In interpreting the components, it should be understood that, unless otherwise explicitly described, tolerance ranges are included.

When describing positional relationships between parts or components, such as “on,” “above,” “below,” or “next to,” it should be understood that unless terms like “directly” or “immediately” are used, there may be one or more intervening components between the described parts.

An element or layer being “on” another element or layer may mean that another element may be directly on the other element, or an intervening element may be present.

Although the terms “first”, “second” and the like may be used to describe various components, the components should not be limited by the terms. The terms are used merely to distinguish one component from another. For example, a first component could be referred to as a second component within the scope of the present invention.

Throughout the specification, like reference numerals refer to like components.

The sizes and thicknesses of components shown in the drawings are merely illustrative for convenience and do not limit the present invention to the illustrated sizes and thicknesses.
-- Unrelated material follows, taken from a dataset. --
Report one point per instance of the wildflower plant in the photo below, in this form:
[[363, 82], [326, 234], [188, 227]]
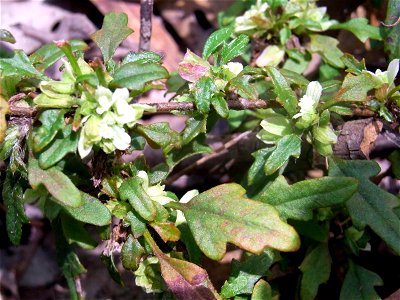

The features of the various embodiments of the present invention may be partially or entirely combined or integrated with one another. As those skilled in the art will readily understand, various technical linkages and operations are possible, and each embodiment may be implemented independently or in association with other embodiments.

Hereinafter, the structure of a high-speed dispensing spotter 1000 according to an embodiment of the present invention will be described with reference to FIGS. 1 to 4B. FIG. 1 is a diagram illustrating a high-speed dispensing spotter according to an embodiment of the present invention. FIG. 2 is a diagram illustrating a base part of the high-speed dispensing spotter according to an embodiment of the present invention. FIG. 3 is a diagram illustrating a control unit of the high-speed dispensing spotter according to an embodiment of the present invention. FIGS. 4A and 4B are diagrams for depicting shapes of a nozzle and a nozzle tip of the high-speed dispensing spotter according to an embodiment of the present invention.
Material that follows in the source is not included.